The following Sunday post is part of what we would love to turn into an ongoing series here at the blog, in which writers conversationally share about the ways they write. If reading this post gets your wheels turning about your own stories, let us know. Submissions are being accepted at WritingSeries [at] FoodLovesWriting [dot] com.
From time to time, people email me to ask for advice from a writer. (Inevitably, I always think I ought to go find them one.) True, I work as a writer. I have a degree as a writer. I like writing sentences more than almost any other job I’ve known. But I don’t feel like a writer. And these people who write to me, who ask for the way to go freelance or for tips on getting work, they want to feel like they’re writers. They want paychecks to prove that their families were wrong. They want job titles that tell the world, “Look, she did it!” They want someone to read their work and say, “Wow!” and “You’re amazing!” and “Well done!” They want to feel like they’ve made it, like they’re okay. I know they want these things because I want these things. We all want these things, especially those of us who pursue writing work, but probably not only those of us who pursue writing work. I mean, I imagine you might doubt yourself if you’re a business owner or a beekeeper or a crossing guard, too, I don’t know. But the thing is, no one can make you feel like you’ve made it. The minute they do, look out, new doubts come. So instead of chasing the ever elusive sense of arrival, take the best advice I can give you: Keep writing instead.

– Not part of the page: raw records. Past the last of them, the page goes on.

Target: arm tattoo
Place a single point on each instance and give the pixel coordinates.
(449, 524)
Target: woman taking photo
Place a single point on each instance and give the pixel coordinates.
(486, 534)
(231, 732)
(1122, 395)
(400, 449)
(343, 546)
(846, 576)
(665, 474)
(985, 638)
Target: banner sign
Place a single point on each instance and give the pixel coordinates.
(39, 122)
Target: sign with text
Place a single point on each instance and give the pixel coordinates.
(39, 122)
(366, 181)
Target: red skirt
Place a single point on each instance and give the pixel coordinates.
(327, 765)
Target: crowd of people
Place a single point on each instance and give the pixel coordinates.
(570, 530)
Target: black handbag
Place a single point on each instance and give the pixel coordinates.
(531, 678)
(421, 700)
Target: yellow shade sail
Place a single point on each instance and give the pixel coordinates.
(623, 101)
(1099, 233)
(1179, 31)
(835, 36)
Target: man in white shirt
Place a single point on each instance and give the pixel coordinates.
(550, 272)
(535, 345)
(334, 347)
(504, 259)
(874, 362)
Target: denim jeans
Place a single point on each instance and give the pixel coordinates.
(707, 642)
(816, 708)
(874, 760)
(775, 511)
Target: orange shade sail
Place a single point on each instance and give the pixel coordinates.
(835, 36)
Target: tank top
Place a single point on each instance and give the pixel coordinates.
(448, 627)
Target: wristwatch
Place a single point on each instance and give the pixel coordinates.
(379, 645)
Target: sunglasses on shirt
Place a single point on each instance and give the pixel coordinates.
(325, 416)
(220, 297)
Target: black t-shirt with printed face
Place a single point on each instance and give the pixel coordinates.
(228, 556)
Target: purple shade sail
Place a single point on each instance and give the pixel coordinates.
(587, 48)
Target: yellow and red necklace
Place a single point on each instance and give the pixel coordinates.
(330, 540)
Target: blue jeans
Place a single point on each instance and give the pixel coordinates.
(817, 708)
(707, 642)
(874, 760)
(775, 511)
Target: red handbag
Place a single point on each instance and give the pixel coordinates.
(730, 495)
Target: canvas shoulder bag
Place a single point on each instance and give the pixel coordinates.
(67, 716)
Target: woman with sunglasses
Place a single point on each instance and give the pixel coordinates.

Because listen, if there’s anything I know about writing, this is the thing I know about writing: You have to write. Writing is about writing. It’s not about talking about writing or dreaming about writing. It’s about sitting down to your computer and stringing together thoughts, one by one by one. When your writer friend gets the Job Title, you write. When you are passed over for an award, you write. When you read an article so good, you want to give up your pen altogether, you write. When you write something you’re finally proud of and you want the world to see it, you write again.
If you want to write, you write.
If you want to feel like a writer, well, you keep writing until the feelings come.
You write and you write, and when you finish something, you move on. You could get stuck; you could want to quit; you could beat yourself up for the mistakes in that last piece you turned in. But you don’t—you keep writing (and you keep writing and you keep writing), instead.